## Hierarchical Topic Models

We have two types of hierarchical topic models: **HTM-WS** and **HTM-DS**. These models involve the user in deciding which topics need to be split further. Instead of automatically creating subtopics for every topic, the user can inspect the initial model and choose which topics to expand. This approach makes it easier to incorporate expert knowledge into the model.

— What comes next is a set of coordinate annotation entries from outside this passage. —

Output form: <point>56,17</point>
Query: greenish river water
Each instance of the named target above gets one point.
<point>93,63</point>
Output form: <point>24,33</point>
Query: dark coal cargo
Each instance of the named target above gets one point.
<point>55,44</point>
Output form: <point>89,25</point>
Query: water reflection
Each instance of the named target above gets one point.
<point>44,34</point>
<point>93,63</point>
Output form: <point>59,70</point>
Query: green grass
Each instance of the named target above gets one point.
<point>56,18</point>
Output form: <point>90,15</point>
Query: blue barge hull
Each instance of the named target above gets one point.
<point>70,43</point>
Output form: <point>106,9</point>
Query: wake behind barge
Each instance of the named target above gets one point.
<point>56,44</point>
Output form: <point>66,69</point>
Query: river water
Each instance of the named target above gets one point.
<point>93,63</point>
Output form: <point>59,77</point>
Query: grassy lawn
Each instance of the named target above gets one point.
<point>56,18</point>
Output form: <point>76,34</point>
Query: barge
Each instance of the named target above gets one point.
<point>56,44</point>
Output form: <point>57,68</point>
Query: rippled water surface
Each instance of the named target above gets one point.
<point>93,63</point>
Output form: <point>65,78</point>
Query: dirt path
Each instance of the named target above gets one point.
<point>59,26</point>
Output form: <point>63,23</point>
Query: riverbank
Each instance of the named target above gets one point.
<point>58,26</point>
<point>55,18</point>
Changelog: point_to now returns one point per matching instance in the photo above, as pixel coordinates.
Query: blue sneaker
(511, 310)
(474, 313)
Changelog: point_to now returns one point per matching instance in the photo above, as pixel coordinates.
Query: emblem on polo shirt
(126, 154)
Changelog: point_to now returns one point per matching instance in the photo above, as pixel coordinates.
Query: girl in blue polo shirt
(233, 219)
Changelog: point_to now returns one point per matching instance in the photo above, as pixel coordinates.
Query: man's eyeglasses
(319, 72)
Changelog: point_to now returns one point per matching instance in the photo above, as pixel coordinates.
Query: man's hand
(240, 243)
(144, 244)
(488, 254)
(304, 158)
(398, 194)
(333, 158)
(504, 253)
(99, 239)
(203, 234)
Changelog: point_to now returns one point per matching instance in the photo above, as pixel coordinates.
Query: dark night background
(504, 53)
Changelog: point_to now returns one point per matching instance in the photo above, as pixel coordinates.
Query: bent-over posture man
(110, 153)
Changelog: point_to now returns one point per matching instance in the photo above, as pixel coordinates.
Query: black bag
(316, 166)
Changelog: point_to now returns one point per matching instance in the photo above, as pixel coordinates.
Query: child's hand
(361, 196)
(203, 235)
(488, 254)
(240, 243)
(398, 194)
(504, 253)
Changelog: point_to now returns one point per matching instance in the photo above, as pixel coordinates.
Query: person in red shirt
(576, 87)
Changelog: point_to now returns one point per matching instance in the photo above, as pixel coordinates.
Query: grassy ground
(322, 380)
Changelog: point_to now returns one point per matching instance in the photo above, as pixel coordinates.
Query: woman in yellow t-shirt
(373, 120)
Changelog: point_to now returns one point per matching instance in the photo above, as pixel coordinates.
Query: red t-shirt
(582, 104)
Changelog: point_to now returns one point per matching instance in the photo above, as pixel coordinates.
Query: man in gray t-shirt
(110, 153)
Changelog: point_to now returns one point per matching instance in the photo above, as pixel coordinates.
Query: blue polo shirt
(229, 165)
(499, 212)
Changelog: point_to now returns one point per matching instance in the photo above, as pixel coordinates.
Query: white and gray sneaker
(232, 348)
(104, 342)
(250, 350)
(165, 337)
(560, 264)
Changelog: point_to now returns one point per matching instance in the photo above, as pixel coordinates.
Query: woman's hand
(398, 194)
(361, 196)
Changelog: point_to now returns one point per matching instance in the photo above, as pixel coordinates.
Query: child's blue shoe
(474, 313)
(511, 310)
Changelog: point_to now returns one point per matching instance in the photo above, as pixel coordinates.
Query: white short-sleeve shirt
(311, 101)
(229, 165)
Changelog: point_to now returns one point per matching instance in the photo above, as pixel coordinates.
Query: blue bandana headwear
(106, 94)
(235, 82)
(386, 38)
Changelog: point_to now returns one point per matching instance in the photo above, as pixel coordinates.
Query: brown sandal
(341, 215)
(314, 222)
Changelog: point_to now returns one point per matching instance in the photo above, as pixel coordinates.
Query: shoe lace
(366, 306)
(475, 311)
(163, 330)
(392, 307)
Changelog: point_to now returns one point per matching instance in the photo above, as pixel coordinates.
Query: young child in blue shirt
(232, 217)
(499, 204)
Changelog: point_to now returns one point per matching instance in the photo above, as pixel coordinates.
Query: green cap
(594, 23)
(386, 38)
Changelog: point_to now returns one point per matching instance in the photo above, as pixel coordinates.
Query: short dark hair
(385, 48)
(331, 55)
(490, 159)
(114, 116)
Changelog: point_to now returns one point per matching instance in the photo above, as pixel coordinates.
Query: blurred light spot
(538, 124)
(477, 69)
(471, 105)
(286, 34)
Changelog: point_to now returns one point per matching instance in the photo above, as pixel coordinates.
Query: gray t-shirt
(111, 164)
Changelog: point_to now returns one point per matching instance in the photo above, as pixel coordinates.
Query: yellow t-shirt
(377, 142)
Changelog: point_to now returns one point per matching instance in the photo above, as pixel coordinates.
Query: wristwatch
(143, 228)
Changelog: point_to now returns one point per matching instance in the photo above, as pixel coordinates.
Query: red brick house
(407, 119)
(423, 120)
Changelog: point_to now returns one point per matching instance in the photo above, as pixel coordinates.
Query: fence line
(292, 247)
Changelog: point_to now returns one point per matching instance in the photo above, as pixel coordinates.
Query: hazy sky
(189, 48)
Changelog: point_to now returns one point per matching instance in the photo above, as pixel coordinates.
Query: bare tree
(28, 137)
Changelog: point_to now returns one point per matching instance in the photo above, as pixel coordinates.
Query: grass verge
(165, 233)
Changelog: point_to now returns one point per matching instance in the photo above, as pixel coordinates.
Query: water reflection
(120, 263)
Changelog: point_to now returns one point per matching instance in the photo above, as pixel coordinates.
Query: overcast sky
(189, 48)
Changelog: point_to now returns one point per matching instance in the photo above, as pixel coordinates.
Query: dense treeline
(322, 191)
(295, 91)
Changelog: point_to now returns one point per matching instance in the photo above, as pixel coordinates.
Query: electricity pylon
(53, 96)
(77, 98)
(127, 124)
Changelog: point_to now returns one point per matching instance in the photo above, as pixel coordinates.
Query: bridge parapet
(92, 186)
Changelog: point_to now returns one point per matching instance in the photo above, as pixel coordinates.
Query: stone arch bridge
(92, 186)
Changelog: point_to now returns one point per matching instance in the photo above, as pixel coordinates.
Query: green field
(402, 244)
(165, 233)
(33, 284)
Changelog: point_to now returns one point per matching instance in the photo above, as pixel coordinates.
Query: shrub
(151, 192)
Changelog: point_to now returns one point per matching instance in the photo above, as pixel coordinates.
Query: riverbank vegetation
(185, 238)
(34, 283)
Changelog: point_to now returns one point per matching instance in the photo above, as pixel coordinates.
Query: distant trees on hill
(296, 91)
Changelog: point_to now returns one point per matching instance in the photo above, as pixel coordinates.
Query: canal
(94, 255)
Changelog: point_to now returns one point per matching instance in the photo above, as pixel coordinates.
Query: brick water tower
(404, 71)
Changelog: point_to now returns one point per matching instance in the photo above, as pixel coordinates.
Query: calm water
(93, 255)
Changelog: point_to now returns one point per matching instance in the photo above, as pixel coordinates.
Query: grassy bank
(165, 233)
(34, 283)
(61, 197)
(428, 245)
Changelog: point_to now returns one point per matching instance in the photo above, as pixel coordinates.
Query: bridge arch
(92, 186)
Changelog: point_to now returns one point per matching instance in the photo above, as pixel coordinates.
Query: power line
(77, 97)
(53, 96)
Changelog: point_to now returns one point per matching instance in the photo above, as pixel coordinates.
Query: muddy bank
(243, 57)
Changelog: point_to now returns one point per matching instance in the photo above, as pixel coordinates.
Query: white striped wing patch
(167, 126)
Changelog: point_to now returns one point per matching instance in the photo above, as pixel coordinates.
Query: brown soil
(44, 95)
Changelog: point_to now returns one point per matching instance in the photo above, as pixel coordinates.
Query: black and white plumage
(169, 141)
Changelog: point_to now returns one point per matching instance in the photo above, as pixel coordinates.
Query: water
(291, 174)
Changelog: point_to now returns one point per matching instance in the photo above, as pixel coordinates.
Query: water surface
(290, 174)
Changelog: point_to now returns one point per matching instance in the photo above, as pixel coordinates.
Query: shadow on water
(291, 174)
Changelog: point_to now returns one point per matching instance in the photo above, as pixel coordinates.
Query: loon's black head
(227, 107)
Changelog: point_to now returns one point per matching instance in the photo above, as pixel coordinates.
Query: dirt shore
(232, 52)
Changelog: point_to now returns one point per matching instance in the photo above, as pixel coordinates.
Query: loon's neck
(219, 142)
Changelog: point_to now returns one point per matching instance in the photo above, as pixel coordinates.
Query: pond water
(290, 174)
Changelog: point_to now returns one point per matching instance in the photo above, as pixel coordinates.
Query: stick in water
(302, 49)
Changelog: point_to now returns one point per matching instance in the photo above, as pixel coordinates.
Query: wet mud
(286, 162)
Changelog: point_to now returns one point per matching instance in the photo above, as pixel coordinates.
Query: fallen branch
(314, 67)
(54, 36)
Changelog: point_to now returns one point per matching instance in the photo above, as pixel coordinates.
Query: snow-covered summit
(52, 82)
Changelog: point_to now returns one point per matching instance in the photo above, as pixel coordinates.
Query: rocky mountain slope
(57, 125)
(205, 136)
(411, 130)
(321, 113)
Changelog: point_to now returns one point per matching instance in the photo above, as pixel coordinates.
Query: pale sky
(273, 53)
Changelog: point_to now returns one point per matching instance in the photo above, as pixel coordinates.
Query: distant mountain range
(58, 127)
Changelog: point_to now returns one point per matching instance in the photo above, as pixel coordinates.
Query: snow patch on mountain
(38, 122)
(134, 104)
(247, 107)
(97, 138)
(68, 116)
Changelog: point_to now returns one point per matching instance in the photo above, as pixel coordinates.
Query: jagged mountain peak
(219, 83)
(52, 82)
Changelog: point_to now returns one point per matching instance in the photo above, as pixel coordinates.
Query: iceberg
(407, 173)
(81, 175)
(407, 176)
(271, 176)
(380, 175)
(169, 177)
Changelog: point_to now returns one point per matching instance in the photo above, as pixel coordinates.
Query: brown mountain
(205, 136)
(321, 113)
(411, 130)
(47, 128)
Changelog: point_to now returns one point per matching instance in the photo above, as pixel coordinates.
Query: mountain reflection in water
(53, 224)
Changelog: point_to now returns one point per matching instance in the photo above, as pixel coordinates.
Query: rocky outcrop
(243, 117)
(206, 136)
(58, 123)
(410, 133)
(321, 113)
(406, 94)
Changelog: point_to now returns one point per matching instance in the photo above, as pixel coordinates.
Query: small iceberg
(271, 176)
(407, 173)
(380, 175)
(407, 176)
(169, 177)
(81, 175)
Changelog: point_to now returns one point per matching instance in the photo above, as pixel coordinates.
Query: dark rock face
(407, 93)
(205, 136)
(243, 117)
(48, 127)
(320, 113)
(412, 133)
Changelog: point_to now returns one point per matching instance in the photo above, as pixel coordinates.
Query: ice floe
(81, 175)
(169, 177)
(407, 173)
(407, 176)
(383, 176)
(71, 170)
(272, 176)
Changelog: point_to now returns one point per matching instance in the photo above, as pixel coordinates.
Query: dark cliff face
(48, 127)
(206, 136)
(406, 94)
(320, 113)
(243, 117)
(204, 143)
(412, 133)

Both methods start with a first-level (L1) topic model and then build the second level by focusing on one of the L1 topics. Here's how they work:

- **HTM-WS**: Creates new documents by keeping only the words related to the chosen topic.
- **HTM-DS**: Keeps only the documents where the chosen topic is a major part.

The main difference is:

- **HTM-WS** assigns each word to just one subtopic, giving a clear, detailed breakdown of topics.
- **HTM-DS** allows different full documents to be included in different submodels, which can be useful for understanding how entire documents fit into subtopics.

In short, **HTM-WS** provides a detailed and precise breakdown of topics, while **HTM-DS** offers a way to explore how entire documents relate to subtopics, even if it's less precise.

In [39]:
import pathlib
import gzip
from termcolor import colored
import pandas as pd
import sys
import os
import time

sys.path.append(os.path.abspath(os.path.join(os.getcwd(), '../../..')))
print(os.path.abspath(os.path.join(os.getcwd(), '../../..')))

from src.topic_modeling.hierarchical.hierarchical_tm import HierarchicalTM
from src.topic_modeling.polylingual_tm import PolylingualTM

mallet_path = pathlib.Path(os.path.abspath(os.path.join(os.getcwd(), '../../..'))).joinpath("src/topic_modeling/Mallet-202108/bin/mallet").as_posix()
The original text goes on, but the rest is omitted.